Le plus grand défi est certainement le financement des recherches ! Si les technologies développées ces dernières années permettent des avancées impressionnantes dans la compréhension des mécanismes menant au cancer, leurs coûts sont énormes et souvent difficiles à couvrir.
Ensuite, il est parfois compliqué pour le grand public de comprendre l’intérêt de la recherche fondamentale, pour laquelle il est difficile d’entrevoir directement des applications concrètes. Pourtant, la compréhension des mécanismes précoces impliqués dans l’apparition d’une tumeur est cruciale et permettra la mise en évidence de nouvelles cibles thérapeutiques ou diagnostiques.
- Quel rôle joue, aujourd’hui, l'intelligence artificielle dans vos travaux de recherche ?
L’intelligence artificielle est essentiellement utilisée pour l’analyse et la quantification des images, ce qui permet un gain de temps conséquent. Elle constitue un 3ème œil dans le diagnostic, qui permet parfois de détecter des petits changements que nous ne voyons pas.
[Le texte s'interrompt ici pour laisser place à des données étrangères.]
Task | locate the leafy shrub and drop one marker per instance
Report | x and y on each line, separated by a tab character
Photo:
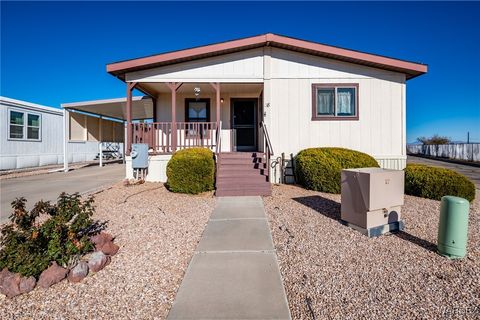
191	171
434	183
28	245
319	168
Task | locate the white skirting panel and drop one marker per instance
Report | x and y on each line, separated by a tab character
157	168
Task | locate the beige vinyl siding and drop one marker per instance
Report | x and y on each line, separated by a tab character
77	126
380	130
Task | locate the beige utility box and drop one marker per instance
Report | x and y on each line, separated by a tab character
372	200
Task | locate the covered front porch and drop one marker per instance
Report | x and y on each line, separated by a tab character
219	116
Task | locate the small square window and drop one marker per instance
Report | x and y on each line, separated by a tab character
33	133
24	125
345	102
33	120
16	132
325	102
16	117
335	101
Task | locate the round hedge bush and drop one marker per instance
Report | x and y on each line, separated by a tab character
434	183
191	171
319	168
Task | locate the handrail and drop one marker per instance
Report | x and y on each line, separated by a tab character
161	138
268	147
218	147
267	137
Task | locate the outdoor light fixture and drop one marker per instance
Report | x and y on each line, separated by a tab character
196	90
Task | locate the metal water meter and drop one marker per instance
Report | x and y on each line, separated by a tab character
139	156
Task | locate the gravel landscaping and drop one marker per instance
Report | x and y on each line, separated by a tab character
157	232
333	272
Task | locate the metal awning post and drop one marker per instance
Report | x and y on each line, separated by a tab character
66	131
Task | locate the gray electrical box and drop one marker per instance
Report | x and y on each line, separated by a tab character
139	156
372	199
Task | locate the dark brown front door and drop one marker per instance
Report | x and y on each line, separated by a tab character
244	123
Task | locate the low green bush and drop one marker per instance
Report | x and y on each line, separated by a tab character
191	171
320	168
59	232
434	183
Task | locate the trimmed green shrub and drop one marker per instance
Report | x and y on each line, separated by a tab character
191	171
28	246
319	168
434	183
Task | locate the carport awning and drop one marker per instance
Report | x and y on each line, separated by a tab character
142	108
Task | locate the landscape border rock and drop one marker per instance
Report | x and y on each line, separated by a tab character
79	272
52	275
9	283
98	261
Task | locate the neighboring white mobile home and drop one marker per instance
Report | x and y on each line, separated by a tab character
269	95
32	135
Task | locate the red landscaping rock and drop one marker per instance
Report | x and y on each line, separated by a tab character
98	261
9	283
27	284
100	239
109	248
79	272
52	275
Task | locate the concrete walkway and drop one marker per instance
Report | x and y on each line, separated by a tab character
234	272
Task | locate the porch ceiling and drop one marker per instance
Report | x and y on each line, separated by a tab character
142	108
232	88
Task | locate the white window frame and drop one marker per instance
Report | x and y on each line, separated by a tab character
25	125
335	87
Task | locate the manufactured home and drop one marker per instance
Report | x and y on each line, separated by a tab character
32	135
250	100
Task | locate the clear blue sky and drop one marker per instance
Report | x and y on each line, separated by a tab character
56	52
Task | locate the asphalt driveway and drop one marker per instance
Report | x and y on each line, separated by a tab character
48	186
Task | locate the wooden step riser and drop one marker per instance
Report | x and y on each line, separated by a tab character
234	167
251	179
243	185
242	174
241	161
241	154
239	193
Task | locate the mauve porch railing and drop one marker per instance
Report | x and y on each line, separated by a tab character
161	137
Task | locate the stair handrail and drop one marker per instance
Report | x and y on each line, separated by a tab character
267	138
268	147
218	146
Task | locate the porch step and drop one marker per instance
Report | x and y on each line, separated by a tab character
224	161
241	166
237	155
226	180
250	173
242	174
246	192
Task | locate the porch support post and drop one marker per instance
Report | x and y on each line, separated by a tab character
66	138
130	87
216	86
154	103
173	88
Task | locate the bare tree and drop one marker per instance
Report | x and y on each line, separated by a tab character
435	139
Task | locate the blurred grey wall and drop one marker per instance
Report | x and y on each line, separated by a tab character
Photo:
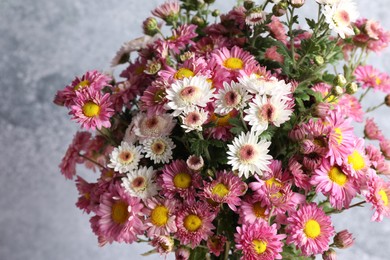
43	45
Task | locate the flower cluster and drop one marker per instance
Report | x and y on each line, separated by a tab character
231	139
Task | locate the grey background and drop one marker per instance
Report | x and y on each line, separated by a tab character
43	45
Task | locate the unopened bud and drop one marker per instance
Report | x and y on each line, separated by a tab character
340	80
150	26
337	91
297	3
248	4
319	60
351	88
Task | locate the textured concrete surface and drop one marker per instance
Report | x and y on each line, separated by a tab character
43	45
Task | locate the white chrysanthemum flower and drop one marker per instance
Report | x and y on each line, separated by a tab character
140	183
187	93
159	149
146	126
266	86
340	17
232	96
194	119
125	157
248	155
263	111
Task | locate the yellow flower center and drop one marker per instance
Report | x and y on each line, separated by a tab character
233	63
90	109
159	215
192	223
339	137
258	210
182	180
357	161
259	246
384	197
119	212
82	84
184	73
337	176
220	189
312	229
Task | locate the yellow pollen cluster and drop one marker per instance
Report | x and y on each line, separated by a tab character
259	246
337	176
221	190
312	229
159	215
357	161
119	212
184	73
91	109
182	180
192	223
233	63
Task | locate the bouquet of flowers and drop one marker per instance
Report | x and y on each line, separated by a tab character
231	136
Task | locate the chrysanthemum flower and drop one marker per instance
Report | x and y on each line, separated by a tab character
92	109
160	216
140	183
178	179
185	94
226	188
125	157
378	195
158	149
263	111
232	96
259	241
194	223
194	119
119	216
309	229
334	183
248	155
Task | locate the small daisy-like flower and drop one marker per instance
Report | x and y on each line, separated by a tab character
340	17
187	93
140	183
248	155
378	195
263	111
159	149
125	157
194	119
160	217
333	182
226	188
309	229
178	179
91	109
194	223
232	96
259	241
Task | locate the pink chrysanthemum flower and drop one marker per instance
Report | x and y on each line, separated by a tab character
120	216
259	241
160	217
334	183
194	223
91	109
91	79
378	195
68	163
226	188
178	179
341	137
309	229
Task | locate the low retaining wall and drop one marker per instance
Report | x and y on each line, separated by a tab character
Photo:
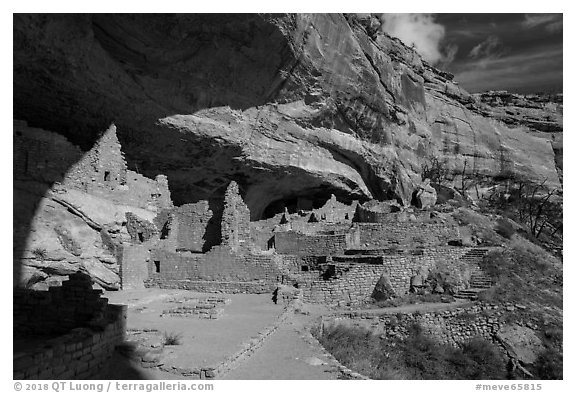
212	286
296	243
354	282
406	234
77	333
454	327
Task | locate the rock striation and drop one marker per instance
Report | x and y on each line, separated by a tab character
285	105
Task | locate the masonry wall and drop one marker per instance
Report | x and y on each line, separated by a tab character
335	212
74	304
235	219
188	226
295	243
407	234
354	281
80	331
134	266
453	327
254	273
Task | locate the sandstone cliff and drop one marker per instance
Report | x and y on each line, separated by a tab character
286	105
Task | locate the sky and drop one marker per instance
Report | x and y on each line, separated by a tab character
520	53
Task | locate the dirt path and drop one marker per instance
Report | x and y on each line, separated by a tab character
288	354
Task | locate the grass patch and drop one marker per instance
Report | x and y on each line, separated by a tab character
40	253
416	357
413	298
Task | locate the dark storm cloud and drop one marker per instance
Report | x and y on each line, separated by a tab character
516	52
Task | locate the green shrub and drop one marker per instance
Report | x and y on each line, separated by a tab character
549	365
418	356
504	228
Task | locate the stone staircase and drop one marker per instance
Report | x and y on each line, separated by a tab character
479	281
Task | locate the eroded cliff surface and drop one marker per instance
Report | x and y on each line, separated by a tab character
286	105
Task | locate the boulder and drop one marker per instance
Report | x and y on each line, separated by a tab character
54	268
383	289
30	275
101	274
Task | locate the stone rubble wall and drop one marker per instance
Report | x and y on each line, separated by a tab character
235	219
354	282
81	354
407	234
80	331
221	269
295	243
134	266
61	308
48	157
190	223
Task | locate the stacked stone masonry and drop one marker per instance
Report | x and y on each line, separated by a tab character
235	219
49	158
79	331
297	243
220	266
406	234
453	327
353	283
134	265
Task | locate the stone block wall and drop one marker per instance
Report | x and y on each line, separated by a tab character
335	212
354	282
453	327
406	234
235	219
189	225
41	155
140	230
78	329
48	157
102	168
74	304
295	243
80	354
134	266
221	265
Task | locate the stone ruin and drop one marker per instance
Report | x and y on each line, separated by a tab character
342	254
336	253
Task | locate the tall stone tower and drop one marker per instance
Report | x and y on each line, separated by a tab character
235	219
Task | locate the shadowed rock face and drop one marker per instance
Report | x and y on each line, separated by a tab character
285	105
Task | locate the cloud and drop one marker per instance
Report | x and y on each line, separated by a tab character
489	48
551	22
525	72
422	32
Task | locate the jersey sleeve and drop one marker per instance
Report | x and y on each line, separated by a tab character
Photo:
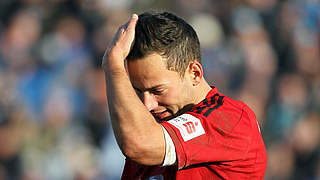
224	136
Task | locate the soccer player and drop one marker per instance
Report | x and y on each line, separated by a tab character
168	121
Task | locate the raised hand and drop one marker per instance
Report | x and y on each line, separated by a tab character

On espère qu’elle permettra prochainement de prédire la réponse aux traitements pour les patientes.
- On entend que l'IA permettrait une prise en charge plus personnalisée, est-ce que vos recherches vont dans cette voie ?
Je ne pense pas que ce soit l’IA en elle-même qui permettra une prise en charge plus personnalisée. C’est la compréhension des particularités de chaque tumeur et chaque patiente qui permettra cette prise en charge personnalisée. L’IA accélère nos recherches, mais cela fait des années que nous nous dirigeons vers une prise en charge de plus en plus personnalisée.
- Quel sont les objectifs de recherche sur le cancer du sein dans les prochaines années ?
La recherche fondamentale permettra une meilleure connaissance de la maladie et des mécanismes impliqués, ce qui mènera à la réalisation de nos objectifs. On vise àe mieux pouvoir évaluer le risque de rechute d’un cancer et le risque de progression des lésions bénignes, afin de permettre une désescalade thérapeutique pour les patientes à bas risque. Des traitements préventifs pour les personnes présentant une prédisposition génétique constituent également un objectif. L’amélioration des traitements, avec une diminution des effets secondaires et une meilleure qualité de vie pour les patientes, reste cruciale. La compréhension des mécanismes impliqués dans la réactivation des métastases dormantes et dans la résistance aux thérapies reste encore un grand défi pour les années à venir.